The fact that the medical center saw fit to can this guy, over this episode, makes me feel think that this might just have been the straw that broke the camel’s back. I agree with Paul C, since the first thing that came to mind, while reading this story, was that this may not have been an isolated, inappropriate maneuver on the doc’s part. How many other complaints have been leveled against him?
I wonder if he’s related to Valbona, the Albanian fake dentist, from the other thread.
Pretty damn strange way of performing a surgical procedure.
Meh.
“‘When I said it was like a boxer I meant he was carefully aiming where he wanted to hit. ‘Then he pulled his hand back to get the maximum hit as he touched the patient’s face.”

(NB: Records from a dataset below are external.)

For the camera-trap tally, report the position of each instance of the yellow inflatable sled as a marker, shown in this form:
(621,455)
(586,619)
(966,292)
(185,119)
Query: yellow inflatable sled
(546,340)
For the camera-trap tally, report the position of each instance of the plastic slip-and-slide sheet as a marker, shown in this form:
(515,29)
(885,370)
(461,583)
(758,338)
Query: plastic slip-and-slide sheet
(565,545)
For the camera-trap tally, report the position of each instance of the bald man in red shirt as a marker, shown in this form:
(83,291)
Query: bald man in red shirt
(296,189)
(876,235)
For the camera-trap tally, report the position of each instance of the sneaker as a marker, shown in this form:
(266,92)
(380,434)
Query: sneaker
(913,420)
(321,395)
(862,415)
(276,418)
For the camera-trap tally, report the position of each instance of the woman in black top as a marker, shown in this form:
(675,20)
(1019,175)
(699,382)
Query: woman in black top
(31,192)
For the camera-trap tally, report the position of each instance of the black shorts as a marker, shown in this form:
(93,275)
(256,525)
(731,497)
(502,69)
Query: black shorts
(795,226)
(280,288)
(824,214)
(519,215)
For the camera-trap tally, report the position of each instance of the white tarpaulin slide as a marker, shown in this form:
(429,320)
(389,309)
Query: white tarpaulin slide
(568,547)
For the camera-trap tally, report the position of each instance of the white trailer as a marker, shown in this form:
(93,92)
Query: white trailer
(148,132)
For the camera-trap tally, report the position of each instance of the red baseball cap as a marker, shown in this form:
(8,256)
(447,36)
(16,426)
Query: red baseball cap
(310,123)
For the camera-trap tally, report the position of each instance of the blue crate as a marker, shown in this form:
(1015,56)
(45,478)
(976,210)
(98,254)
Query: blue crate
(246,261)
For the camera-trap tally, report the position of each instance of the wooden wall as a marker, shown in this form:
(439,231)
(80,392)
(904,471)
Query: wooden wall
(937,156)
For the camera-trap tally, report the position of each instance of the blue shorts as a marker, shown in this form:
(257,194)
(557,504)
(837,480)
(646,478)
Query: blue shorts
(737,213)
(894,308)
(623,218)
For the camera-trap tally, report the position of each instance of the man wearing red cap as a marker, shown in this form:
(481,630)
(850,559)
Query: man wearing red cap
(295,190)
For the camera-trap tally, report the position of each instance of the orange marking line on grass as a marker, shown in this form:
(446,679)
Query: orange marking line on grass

Unconventional, to be sure.It is possible he is a better technician on facial reconstruction than anyone at Ipswich.
I dunno.
Ipswich Hospital had the second most complaints of 500 hospitals in the NHS over staff attitude and behavior in 2010.
E.g.:
And in 2013, the Care Quality Commission (CQC) rated performance at 44 out of 161 hospitals in England “using 150 different measures, including A&E waiting times, patient safety incidents, rates of hospital-acquired infections and its number of “never” incidents – events that should never happen, such as amputating the wrong limb. Waiting times for cancer treatment, patient satisfaction and death rates.”
Ipswich Hospital was among the worst 40 performing hospitals.
I’d hope a facial reconstruction surgeon might opine, but I doubt it.
I have a funny feeling this is not the first time he has done this.
“He is now believed to be working as a consultant surgeon in Dubai and elected not to attend the hearing but issued an email in which he ’emphatically denied’ the allegations.” (Daily Mail)
It’s too bad that these “events” aren’t recorded.